Published on November 6th, 2014 | by Thompson0
Paul Molitor: Spanish-speaking players expected to learn English
I have just two problems with answers new Minnesota Twins manager Paul Molitor gave in response to fan questions in a recent interview. First, he said he’d like his nickname to be spelled ‘Mollie,” citing that it looks more masculine, but I suggested his nickname be Paulie, as in a guy named Paul from St. Paul and the big sign in center field featuring a guy from St. Paul named Paulie. It’s common sense people.

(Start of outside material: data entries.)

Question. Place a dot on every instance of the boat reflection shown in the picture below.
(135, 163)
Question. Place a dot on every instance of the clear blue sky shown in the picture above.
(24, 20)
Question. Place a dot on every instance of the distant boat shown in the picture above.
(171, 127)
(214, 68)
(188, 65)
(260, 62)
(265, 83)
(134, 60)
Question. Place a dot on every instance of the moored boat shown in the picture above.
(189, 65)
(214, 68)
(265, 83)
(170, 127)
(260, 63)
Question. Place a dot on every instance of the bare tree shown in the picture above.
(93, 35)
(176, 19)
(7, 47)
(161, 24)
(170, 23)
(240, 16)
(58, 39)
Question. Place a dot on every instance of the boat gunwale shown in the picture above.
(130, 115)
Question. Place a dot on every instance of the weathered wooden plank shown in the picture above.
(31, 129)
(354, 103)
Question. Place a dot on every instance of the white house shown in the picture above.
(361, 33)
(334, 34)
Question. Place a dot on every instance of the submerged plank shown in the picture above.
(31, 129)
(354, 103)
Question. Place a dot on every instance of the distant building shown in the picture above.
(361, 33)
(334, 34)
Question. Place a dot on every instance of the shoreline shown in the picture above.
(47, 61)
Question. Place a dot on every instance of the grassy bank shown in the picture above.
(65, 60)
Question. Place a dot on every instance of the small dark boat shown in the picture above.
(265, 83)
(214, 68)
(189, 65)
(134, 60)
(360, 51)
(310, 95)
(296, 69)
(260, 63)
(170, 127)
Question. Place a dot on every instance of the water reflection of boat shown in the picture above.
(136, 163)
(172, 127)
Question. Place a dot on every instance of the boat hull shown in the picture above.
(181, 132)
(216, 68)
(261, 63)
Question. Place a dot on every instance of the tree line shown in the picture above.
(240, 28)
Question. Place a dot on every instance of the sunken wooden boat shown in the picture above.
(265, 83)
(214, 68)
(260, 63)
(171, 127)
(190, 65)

My other issue is with his answer to a question from Andrew Pint about developing Spanish-speaking prospects. Molitor said, referring to he and Terry Ryan, “We feel it’s on the players who come here from various parts of the world, particularly Spanish-speaking players to learn our language.” This is simply an insanely outdated concept. The fact that Tsuyoshi Niskioka, which I can still spell correctly despite not having to do so for nearly three years, was never expected to learn English and was allowed a translator in the dugout, is ass-backwards.
It should be on the organization to correctly develop their talent, not on the talent to do it all themselves. These young kids have enough on their minds trying to make a big league ballclub to have to learn English as well. I just watched the ESPN’s “30 for 30” film Brothers in Exile, featuring the stories of Livan and Orlando “El Duque” Hernandez, who had great Major League careers despite having never learned English because they had bilingual coaches in the minor leagues (Livan) and bilingual players in the majors (Orlando) to help them adapt. Hell, El Duque’s catcher, Jorge Posada, served as his translator in interviews.
Spanish is the second-most popular language in the world with 110 million more native speakers than English. If Ryan and Molitor blow an opportunity to bring in a Spanish-speaking coach, even an assistant coach, because of their outdated beliefs, the organization will suffer for it. I’ve pitched plenty of options, including Julio Franco as an assistant hitting coach and strength and conditioning coach. Franco would jump at the opportunity to coach in the bigs based on what I’ve read, and I think he has valuable experience despite limited time as a coach. The guy was basically a player/coach for a decade while still playing professionally.
Don’t blow this opportunity, Paulie. Adapt, like you expect the Spanish-speaking kids to.